As recently as December 2020, during a parliamentary debate on whether restrictions would be imposed on those who refuse a COVID-19 vaccine, Nadhim Zahawi, the UK’s vaccine minister, said that there were “no plans to place restrictions on those who refuse to have a COVID vaccine at all.” 

Zahawi said twice during the debate that “we have no plans to introduce so-called vaccine passporting,” adding that he urged businesses “not to even think about that.” 

“While I am aware that other nations may consider immunity passports alongside vaccination, it is my fervent belief that we must not penalise people who remain unconvinced,” he said.

On the subject of mandatory vaccines, the minister even expressed strong opposition to the idea, calling it “completely wrong.” “Mandating vaccinations is discriminatory and completely wrong,” Zahawi declared.

But just weeks later, in January, the government announced a trial of two COVID-19 vaccine passports, committing £75,000 from the public purse towards the project.

Zahawi later suggested that the government would effectively give businesses the freedom to impose vaccine passports if they wished. “It’s up to businesses what they do, but we don't yet have the evidence of the effect of vaccines on transmission.”

At the same time U.K. Foreign Secretary Dominic Raab, commenting on the possibility of nationwide use of vaccine certification to enter pubs and supermarkets, said it was “something that hasn’t been ruled out. It is under consideration. But of course you’ve got to make it workable.”

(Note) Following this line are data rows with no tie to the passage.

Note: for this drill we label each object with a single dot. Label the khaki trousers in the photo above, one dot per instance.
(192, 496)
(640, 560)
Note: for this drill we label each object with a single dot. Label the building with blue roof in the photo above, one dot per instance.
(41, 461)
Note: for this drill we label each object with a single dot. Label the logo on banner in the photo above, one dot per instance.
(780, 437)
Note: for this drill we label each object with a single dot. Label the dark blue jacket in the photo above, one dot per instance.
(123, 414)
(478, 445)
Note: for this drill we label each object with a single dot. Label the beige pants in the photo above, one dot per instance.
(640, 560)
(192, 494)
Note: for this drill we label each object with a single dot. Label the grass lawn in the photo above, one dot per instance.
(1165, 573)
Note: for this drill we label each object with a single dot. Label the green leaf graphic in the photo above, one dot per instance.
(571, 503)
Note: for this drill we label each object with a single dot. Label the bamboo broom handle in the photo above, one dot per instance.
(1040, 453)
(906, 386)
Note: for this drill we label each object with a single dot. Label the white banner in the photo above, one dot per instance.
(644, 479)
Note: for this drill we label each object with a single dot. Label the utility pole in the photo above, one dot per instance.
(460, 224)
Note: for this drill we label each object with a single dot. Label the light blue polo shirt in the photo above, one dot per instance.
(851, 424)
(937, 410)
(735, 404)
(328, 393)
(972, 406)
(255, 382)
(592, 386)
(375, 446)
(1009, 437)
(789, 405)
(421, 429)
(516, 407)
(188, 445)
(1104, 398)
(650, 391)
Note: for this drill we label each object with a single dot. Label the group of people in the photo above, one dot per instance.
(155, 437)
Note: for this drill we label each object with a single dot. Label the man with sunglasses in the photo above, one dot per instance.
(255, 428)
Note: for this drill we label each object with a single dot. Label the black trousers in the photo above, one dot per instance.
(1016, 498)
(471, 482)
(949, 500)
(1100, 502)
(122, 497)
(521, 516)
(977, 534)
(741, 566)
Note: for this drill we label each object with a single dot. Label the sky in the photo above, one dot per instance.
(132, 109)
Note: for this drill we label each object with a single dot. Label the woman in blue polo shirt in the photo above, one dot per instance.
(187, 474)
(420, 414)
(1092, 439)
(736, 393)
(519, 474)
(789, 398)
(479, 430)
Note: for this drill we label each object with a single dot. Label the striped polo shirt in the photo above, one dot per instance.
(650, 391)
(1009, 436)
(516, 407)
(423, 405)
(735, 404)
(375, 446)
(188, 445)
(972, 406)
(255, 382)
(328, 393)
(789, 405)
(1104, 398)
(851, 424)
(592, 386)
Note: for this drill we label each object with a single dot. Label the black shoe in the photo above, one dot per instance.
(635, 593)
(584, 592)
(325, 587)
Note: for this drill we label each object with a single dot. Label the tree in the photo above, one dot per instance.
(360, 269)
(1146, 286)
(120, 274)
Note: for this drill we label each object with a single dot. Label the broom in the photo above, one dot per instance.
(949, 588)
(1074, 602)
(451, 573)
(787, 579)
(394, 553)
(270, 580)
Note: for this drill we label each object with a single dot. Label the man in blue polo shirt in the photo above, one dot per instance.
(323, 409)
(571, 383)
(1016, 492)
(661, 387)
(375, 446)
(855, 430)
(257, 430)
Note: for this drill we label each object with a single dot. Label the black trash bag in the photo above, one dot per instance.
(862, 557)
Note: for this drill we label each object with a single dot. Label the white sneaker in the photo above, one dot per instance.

In similar phrasing to Raab, Prime Minister Boris Johnson has also said that on the issue of vaccine passports for domestic and international movement, “we will look at everything,” adding that vaccine passports for travel were “inevitable.”

“I think that is going to be very much in the mix down the road, I think that is going to happen,” declared Johnson. Previously Johnson had said that the idea of introducing such documents would  “raise all sorts of issues.”

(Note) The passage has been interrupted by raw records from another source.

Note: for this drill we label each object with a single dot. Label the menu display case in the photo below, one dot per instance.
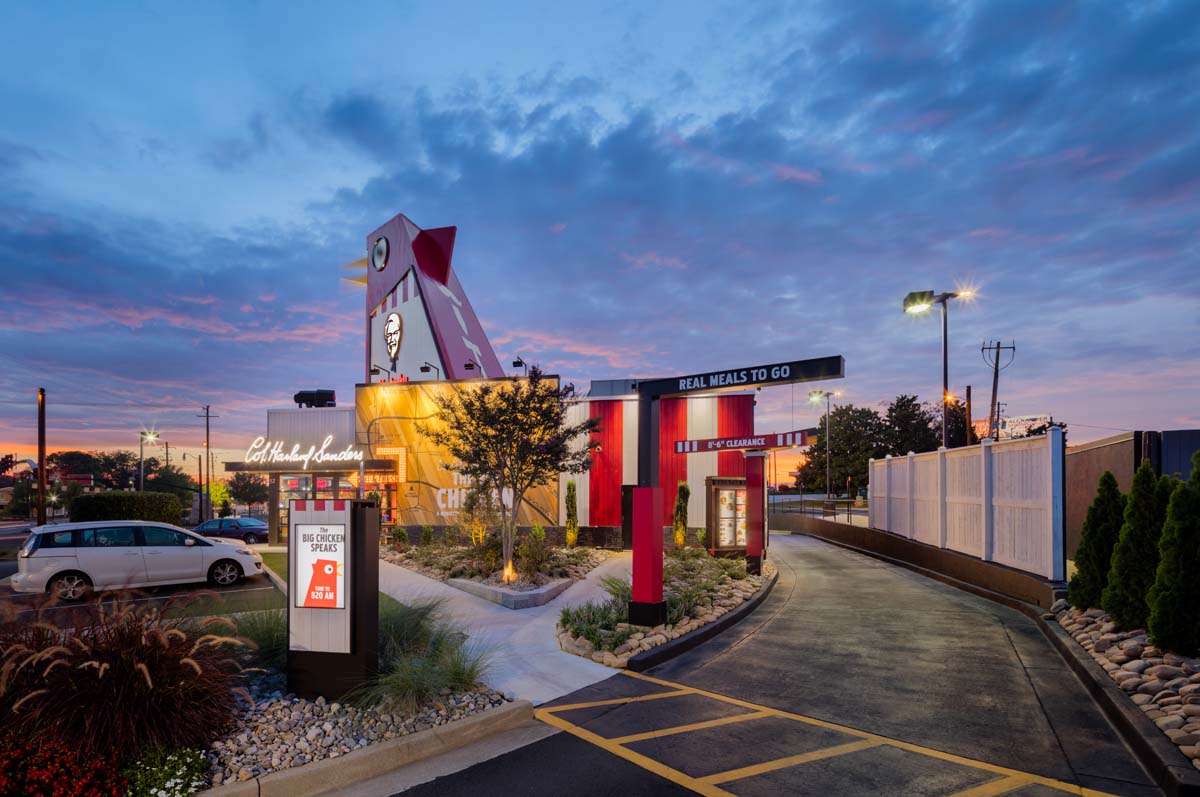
(726, 514)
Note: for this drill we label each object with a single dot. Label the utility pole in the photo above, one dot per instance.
(970, 427)
(41, 456)
(208, 456)
(991, 355)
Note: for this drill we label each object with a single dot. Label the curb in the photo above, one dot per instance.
(1163, 762)
(511, 598)
(280, 583)
(658, 654)
(333, 775)
(1170, 768)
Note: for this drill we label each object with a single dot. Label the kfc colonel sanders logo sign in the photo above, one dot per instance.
(393, 330)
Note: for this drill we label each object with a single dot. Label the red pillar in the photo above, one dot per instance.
(647, 606)
(756, 514)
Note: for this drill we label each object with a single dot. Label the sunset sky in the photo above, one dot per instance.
(640, 190)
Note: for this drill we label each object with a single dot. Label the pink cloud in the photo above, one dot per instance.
(793, 174)
(639, 262)
(989, 232)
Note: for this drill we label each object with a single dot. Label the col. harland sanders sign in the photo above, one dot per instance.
(264, 451)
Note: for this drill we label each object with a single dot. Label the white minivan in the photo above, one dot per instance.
(71, 559)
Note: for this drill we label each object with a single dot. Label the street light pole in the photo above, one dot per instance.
(142, 468)
(919, 301)
(946, 373)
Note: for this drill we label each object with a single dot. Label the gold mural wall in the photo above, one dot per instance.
(420, 490)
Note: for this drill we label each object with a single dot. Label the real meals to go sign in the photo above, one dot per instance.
(267, 451)
(781, 439)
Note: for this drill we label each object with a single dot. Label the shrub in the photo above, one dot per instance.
(1102, 526)
(168, 774)
(47, 767)
(267, 634)
(683, 492)
(573, 516)
(119, 673)
(419, 655)
(1135, 555)
(1175, 597)
(533, 553)
(156, 507)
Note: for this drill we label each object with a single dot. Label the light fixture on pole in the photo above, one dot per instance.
(142, 468)
(919, 301)
(815, 396)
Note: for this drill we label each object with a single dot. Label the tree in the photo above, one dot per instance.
(573, 515)
(1175, 597)
(514, 436)
(1135, 555)
(683, 492)
(857, 435)
(119, 469)
(910, 427)
(249, 489)
(172, 479)
(219, 493)
(76, 462)
(1102, 526)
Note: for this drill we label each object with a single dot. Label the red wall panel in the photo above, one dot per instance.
(735, 417)
(672, 467)
(604, 481)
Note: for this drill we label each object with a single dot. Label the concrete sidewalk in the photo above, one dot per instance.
(526, 660)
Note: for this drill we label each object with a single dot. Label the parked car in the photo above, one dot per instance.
(247, 529)
(72, 559)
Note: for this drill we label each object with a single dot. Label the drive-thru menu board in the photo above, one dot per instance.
(321, 565)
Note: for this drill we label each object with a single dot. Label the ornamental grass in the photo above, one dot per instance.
(115, 677)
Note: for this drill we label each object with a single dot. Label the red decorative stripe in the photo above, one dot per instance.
(672, 467)
(604, 479)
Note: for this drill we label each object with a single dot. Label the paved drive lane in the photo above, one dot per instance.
(853, 677)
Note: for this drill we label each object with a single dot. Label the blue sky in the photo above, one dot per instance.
(639, 191)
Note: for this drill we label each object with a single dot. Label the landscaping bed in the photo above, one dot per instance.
(281, 730)
(697, 589)
(442, 562)
(1164, 685)
(135, 699)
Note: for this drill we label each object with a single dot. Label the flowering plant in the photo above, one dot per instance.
(49, 768)
(168, 774)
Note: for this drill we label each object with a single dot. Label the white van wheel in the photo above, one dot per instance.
(70, 586)
(225, 573)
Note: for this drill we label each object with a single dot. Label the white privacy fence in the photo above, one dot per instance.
(999, 502)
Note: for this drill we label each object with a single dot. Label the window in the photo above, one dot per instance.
(109, 537)
(160, 535)
(57, 540)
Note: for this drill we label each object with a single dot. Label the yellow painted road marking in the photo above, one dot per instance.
(1009, 779)
(617, 701)
(995, 787)
(646, 762)
(790, 761)
(694, 726)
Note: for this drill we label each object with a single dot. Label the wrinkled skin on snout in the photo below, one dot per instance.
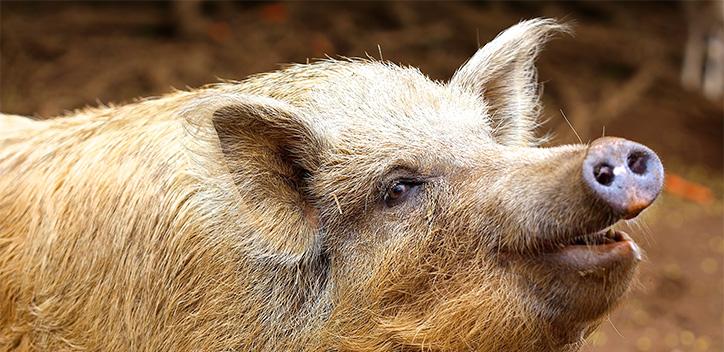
(339, 205)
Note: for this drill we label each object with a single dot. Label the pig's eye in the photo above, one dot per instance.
(399, 191)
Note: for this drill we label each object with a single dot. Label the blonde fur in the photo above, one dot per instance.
(251, 216)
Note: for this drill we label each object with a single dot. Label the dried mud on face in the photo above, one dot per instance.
(620, 70)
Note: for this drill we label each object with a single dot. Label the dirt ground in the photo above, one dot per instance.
(620, 70)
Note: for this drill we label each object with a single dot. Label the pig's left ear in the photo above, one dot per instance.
(503, 74)
(268, 149)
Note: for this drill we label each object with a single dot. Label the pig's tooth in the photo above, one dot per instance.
(611, 233)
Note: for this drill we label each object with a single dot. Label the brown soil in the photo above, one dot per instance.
(620, 71)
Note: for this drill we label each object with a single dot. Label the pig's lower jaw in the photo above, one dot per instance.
(596, 253)
(577, 283)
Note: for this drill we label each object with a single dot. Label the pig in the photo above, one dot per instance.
(349, 205)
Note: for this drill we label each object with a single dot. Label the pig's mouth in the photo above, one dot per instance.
(599, 250)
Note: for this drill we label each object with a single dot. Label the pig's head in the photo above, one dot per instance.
(430, 216)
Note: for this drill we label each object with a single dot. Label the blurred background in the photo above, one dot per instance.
(646, 71)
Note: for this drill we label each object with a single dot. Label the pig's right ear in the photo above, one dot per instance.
(270, 150)
(503, 74)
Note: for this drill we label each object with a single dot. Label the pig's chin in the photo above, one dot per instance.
(579, 279)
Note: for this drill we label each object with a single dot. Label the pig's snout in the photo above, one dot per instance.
(626, 176)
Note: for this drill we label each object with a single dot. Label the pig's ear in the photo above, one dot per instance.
(271, 151)
(503, 74)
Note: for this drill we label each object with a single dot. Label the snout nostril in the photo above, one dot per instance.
(637, 162)
(603, 173)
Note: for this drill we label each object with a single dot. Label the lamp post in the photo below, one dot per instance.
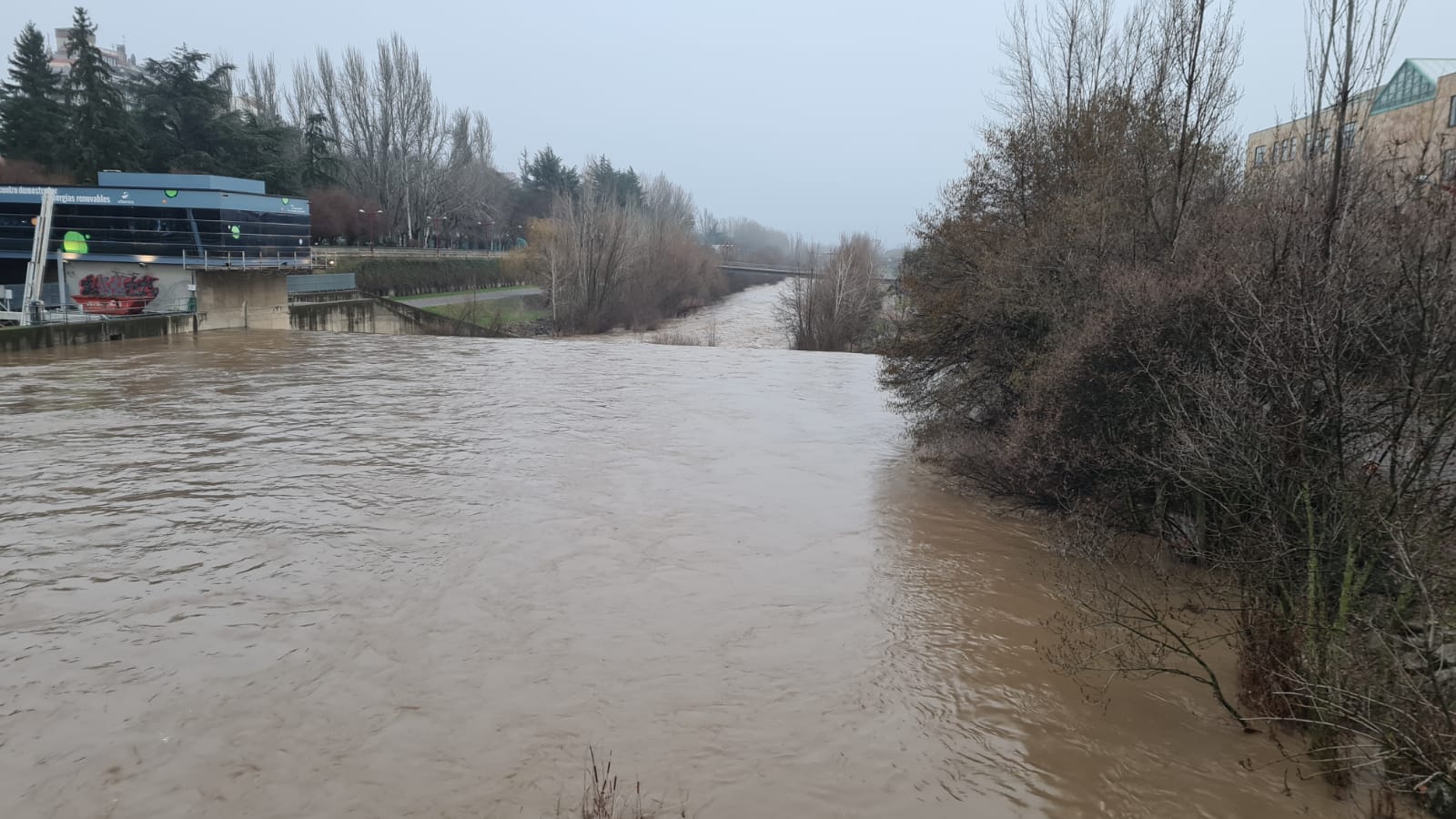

Last year Johnson referred to opponents of vaccines as “nuts” and Health Secretary Matt Hancock called on politicians to “stand shoulder to shoulder” against those who “are threatening lives” by opposing vaccines. 

Meanwhile, in Israel, where COVID vaccine passports have been made mandatory for entry to restaurants, shopping malls, hotel and leisure facilities, local citizens have already been experiencing a sharp class divide between those who have been vaccinated and thus have a “green pass,” and those who do not.

“It’s very intense over here in Israel. I don’t know how much you see,” said Ilana Rachel Daniel in a video posted March 3rd on Bit Chute. “It’s terrible. It’s a very, very, very frightening situation.”

“They’re making this green passport where half the population cannot get into theatres or malls or all sorts of things unless you have taken the vaccination. They are creating a medical Apartheid,” Daniel said.

A few weeks after implementing its “green pass” vaccine passport scheme, Israeli authorities began clamping down hard on vaccine refusers, going so far as to enact a law permitting the government Health Ministry to share with other authorities, such as local government, the details of people who have not taken a coronavirus vaccine. The law is supposed to “encourage” uptake of the vaccine.